Pharmaceutical company GlaxoSmithKline (GSK) announced that it will not file patents for its products in least developed and low-income countries, enabling manufacturers to produce and distribute generic versions of their medicines in 50 countries with a combined population of nearly 1 billion people. In lower middle income countries, GSK will continue to file patents but will offer ten-year licenses to generic manufacturers for a small royalty. GSK is also exploring innovative ways to increase access to its new and future cancer drugs through voluntary licensing via the Medicines Patent Pool, a United Nations–backed initiative that partners with patent holders and generic manufacturers to facilitate access to medicines. The Pool was founded in 2010, exclusively for HIV and AIDS drug patents, but has since been expanded to include tuberculosis and hepatitis C.

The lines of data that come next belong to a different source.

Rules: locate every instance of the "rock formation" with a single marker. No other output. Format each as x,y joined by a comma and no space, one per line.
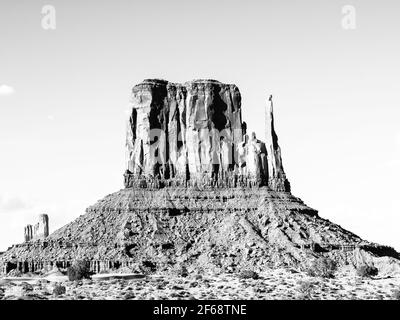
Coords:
199,192
39,231
28,233
277,177
192,133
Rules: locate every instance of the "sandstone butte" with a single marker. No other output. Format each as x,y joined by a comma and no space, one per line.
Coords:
200,192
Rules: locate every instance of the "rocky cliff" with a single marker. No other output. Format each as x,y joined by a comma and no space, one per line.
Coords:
199,192
193,133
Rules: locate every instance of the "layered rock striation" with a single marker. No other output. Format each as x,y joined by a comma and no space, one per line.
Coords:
193,133
199,192
39,231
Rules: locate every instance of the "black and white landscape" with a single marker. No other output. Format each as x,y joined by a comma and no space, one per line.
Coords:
181,150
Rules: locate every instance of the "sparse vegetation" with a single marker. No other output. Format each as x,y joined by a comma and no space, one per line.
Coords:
182,271
78,271
248,274
365,271
322,267
305,289
59,290
396,294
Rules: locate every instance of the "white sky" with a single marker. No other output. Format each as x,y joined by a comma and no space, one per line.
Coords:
64,93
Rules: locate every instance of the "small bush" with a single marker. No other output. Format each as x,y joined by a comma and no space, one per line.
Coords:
182,271
396,294
78,271
248,274
59,290
305,289
322,267
365,271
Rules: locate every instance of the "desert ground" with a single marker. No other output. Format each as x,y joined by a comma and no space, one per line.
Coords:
281,284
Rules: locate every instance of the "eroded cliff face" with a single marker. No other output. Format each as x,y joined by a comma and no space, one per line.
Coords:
192,133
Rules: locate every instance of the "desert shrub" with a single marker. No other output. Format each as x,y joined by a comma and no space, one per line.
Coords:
78,271
59,290
396,294
248,274
322,267
182,271
365,271
148,267
305,289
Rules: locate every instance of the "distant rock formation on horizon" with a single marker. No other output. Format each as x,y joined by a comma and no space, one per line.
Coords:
199,193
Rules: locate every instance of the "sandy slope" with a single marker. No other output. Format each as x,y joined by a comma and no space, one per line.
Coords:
272,284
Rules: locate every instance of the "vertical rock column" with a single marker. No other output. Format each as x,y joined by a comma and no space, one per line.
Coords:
277,176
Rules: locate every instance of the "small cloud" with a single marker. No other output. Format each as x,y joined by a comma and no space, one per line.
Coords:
6,90
397,139
12,204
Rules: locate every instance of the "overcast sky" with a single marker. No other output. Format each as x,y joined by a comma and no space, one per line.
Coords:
64,95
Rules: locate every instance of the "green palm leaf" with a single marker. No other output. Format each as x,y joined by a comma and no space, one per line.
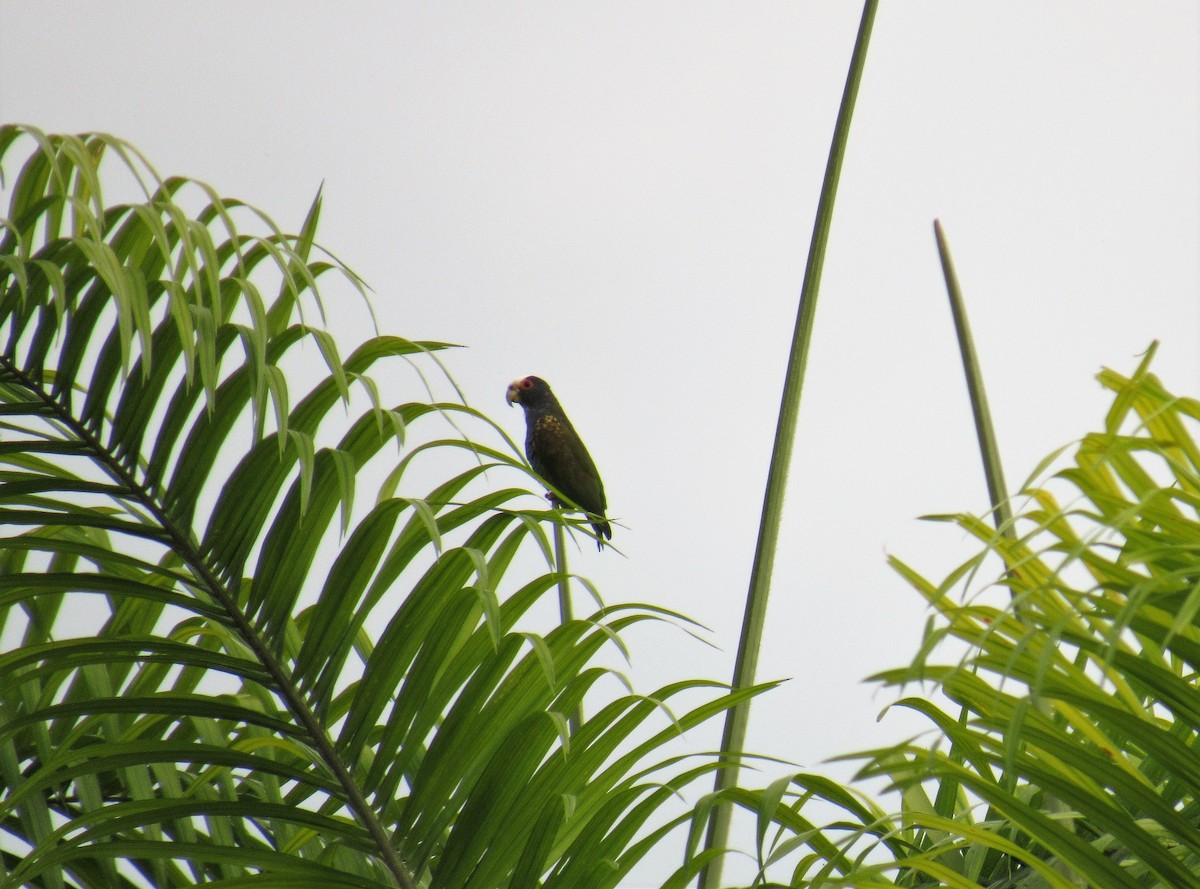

The HIV virus mutates rapidly, and thus, standard approaches to vaccine development have not been successful. Rather, researchers have been testing and adapting antibodies—proteins targeting a specific pathogen—from patients, searching for the rare broadly neutralizing antibodies which are effective against manifold strains of the virus. Scientists at The Scripps Research Institute (TSRI) have now characterized the first “teenage” broadly neutralizing antibody, an immature version of the molecule, not yet effective against the HIV virus. The molecule was discovered by the Chinese Center for Disease Control and Prevention (China CDC). The team at China CDC collected blood samples from hundreds of HIV-positive patients, identifying those with the most effective anti-HIV antibodies. The patients were then monitored for five years, enabling the researchers to observe antibody development. Previously, scientists believed that broadly neutralizing antibodies matured over 10–15 years, however, from its teenage stage, this potent antibody developed rapidly in just 2 years. The researchers hope this discovery could inform HIV vaccine research and development by providing insight into how to prompt the human immune system to rapidly produce effective broadly neutralizing antibodies.